Recuerdo también la sutileza del velo blanco a través del cual, en impolutas imágenes de elocuente contrapunteo simbólico, compartimos su visión de las angustias de Teresa Trebijo en Las impuras. Guardo en la memoria también el porte de Adria Santana, bella y vigorosa, invocando dioses y no dioses y alzando los brazos en armónico empaste con las columnas diseñadas para la Electra Garrigó, de Piñera. Y a la propia Adria, en alternado ejercicio con Verónica Lynn —en recuperación del referente histórico de la leyenda en su estreno absoluto— e Isabel Moreno, en la puesta de Armando de la Santa Camila de la Habana Vieja, de Brene, que había que repetir, de buen grado, para disfrutar de todas las gamas expresivas posibles.
No fue artista de efectos ni de algazaras, su gran virtud fue el tesón para consagrarse al trabajo y la garantía de profesionalidad y cabal desempeño. Supo vivir y crear con madurez y fortaleza, sobreponerse a la injusta experiencia de la UMAP, y no permitirle lacerar su espíritu ni torcer sus virtudes ni su empeño artístico. Sus puestas en escena no acumularon premios aunque sí recibió dos grandes y muy merecidos: El Premio Nacional de Enseñanza Artística y, un poco a destiempo para todo el valor de su presencia, el Premio Nacional de Teatro.

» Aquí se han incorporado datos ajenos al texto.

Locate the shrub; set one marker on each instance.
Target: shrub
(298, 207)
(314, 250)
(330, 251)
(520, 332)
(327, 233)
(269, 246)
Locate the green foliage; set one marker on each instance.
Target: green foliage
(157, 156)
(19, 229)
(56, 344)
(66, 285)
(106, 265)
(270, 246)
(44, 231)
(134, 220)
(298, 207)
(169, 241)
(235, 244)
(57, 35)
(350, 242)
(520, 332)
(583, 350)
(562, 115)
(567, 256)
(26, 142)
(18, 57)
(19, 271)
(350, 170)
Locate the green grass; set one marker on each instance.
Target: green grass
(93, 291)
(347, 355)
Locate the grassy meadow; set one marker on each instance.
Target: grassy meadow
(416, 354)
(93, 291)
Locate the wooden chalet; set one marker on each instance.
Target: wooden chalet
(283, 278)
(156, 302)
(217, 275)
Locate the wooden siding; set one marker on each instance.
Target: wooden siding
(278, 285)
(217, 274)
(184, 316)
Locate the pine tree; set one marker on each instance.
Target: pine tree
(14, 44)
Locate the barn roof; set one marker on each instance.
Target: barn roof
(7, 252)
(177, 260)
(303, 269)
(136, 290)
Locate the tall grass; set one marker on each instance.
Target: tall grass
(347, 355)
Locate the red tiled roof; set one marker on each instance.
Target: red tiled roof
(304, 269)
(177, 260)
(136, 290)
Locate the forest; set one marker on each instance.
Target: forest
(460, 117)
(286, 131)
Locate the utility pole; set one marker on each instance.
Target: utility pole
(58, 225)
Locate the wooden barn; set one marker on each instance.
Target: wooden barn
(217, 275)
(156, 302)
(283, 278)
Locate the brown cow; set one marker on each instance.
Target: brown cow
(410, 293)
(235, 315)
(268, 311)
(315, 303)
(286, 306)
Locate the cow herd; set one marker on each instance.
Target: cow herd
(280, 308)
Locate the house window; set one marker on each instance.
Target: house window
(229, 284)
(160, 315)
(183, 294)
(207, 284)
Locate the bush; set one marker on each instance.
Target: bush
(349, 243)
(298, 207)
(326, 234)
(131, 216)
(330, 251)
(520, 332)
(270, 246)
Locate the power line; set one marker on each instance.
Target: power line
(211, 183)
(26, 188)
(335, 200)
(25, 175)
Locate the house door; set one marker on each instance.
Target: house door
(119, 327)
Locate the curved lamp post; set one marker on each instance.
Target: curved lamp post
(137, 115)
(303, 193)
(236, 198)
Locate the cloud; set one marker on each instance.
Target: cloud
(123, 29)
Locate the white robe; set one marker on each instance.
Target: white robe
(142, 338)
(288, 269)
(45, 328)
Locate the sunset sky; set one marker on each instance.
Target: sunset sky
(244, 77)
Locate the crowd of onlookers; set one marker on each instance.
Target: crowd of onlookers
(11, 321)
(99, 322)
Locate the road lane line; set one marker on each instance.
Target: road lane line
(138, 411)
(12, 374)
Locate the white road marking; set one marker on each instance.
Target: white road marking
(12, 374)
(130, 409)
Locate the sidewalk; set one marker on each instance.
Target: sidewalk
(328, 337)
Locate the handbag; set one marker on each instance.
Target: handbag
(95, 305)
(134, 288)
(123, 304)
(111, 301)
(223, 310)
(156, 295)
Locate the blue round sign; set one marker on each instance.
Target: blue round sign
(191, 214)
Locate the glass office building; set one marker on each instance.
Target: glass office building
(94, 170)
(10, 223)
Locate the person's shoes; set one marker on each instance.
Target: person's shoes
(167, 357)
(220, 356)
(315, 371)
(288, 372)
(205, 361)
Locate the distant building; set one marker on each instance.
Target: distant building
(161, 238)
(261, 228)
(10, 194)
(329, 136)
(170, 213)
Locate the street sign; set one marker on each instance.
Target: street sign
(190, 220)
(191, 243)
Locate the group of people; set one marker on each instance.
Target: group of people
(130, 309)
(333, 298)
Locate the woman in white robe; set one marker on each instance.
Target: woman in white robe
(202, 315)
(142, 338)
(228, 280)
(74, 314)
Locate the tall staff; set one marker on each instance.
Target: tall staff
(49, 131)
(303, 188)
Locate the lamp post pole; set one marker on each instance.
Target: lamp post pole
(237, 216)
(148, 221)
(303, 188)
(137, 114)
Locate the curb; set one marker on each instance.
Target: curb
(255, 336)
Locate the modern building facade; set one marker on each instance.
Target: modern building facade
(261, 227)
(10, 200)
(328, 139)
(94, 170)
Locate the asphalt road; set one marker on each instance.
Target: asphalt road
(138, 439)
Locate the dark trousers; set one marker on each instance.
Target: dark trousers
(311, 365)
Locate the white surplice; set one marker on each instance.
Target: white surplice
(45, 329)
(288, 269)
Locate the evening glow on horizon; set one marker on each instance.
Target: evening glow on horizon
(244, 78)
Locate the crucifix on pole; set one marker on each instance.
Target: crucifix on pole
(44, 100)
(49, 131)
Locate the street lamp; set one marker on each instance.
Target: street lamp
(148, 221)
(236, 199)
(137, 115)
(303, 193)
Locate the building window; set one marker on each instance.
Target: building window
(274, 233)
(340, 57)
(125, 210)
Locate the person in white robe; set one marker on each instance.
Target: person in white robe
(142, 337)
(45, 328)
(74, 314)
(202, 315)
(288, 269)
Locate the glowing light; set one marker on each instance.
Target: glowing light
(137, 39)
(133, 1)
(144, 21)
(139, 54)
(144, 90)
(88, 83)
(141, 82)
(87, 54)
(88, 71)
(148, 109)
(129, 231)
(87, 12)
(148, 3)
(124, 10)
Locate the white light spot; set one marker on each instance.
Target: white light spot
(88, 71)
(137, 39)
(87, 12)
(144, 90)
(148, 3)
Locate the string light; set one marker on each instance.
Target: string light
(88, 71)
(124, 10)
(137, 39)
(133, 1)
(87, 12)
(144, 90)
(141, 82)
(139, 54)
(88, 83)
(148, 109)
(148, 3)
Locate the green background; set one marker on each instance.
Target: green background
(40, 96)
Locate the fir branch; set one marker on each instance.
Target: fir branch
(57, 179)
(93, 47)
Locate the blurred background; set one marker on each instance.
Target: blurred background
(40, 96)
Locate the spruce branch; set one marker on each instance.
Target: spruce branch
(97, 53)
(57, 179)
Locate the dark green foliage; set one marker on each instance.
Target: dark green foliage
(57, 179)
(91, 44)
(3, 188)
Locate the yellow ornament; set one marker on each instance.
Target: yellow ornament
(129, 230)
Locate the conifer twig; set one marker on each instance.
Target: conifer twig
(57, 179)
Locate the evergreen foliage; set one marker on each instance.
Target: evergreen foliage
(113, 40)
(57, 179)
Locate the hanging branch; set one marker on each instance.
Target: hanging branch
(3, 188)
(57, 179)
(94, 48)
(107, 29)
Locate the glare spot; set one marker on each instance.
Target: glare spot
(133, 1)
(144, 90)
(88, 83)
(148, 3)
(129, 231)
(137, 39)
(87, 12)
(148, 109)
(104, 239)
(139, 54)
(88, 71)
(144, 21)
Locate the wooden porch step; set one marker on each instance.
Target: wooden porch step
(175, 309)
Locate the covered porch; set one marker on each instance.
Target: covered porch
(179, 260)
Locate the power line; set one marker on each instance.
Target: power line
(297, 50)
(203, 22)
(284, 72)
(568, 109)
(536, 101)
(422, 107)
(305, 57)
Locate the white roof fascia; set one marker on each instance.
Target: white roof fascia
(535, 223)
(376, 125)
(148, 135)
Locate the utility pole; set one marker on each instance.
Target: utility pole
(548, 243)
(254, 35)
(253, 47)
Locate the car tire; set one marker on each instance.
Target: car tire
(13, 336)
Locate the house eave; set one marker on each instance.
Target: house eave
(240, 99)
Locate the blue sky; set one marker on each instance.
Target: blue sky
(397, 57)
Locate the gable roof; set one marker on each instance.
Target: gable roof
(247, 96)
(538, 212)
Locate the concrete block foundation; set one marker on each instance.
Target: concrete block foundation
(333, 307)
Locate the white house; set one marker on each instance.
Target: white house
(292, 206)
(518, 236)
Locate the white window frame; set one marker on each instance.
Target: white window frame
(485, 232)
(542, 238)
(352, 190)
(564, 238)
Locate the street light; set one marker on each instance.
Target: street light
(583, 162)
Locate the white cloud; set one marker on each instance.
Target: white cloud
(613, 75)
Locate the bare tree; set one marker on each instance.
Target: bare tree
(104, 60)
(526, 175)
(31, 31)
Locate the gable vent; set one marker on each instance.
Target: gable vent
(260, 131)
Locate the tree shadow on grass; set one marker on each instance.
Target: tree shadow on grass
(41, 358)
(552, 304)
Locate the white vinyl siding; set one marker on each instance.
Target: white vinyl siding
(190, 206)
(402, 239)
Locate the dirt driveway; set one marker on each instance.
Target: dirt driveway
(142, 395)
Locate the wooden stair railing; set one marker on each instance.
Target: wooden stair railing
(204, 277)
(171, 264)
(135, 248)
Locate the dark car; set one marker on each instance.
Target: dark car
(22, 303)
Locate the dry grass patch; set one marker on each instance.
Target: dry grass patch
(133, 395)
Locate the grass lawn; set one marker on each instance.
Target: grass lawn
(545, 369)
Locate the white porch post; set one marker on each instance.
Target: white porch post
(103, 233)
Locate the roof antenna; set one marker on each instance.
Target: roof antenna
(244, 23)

Tuve la suerte de compartir con él varias escalas profesionales en las que siempre algo aprendía, fuimos con Mirita Muñoz el jurado del más reciente Festival del Monólogo Cubano del Terry; fue uno de los oponentes —más bien un cómplice— de mi defensa de Doctorado, y le vi por última vez mientras aplaudía satisfecho el reconocimiento al actor Osvaldo Doimediós, uno de sus más cercanos y queridos discípulos, como Premio Nacional de Humorismo.
Armando nos deja una sólida y grata impronta, con múltiples pasajes de acción teatral bajo una luz cuidadosamente planeada, con su nobleza y su cubanísimo humor salpicado de ironía. Como expresó Doime en su despedida: fue sobre todo un hombre que nos enseñó a aprender y a amar esta tierra.